Immigration subcommittee chairman Lemar Smith, R-Texas, convened several experts on Canadian border issues and terrorism. Expert Emerson spoke about flaws in U.S. immigration policy.

Afterward, several speakers said their comments fell on deaf ears.

“The attitude was, ‘Hey, look, we caught the guy,’’’ said Martin Collacot, a retired member of the Canadian Foreign Ministry. “We have this under control.”

At the hearing, Emerson warned that a full spectrum of Middle Eastern and Islamic terrorist organizations were operating in the United States, including Al-Qaeda, the organization of Osama bin Laden.

“False documents are as important to terrorists and their organizations as their guns and bombs,’’ Emerson said. “They are the tools that help them ply their international trade of death and destruction.”

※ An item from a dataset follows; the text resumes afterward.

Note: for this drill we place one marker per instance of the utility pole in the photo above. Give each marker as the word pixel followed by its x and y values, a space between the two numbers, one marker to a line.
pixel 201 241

Emerson’s work, which includes a 1994 documentary called Jihad in America, has been controversial among some Arab-American groups who, in the past, have said he exaggerated the extent of terrorist activity in the United States.

Emerson said the groups were in denial.

Now Emerson thinks that his ideas may be given more attention. Still, he remains skeptical about what lawmakers will ultimately do.

“I’ve learned never to predict,’’ he said. “But if this [attack] doesn’t wake us up, God help us.”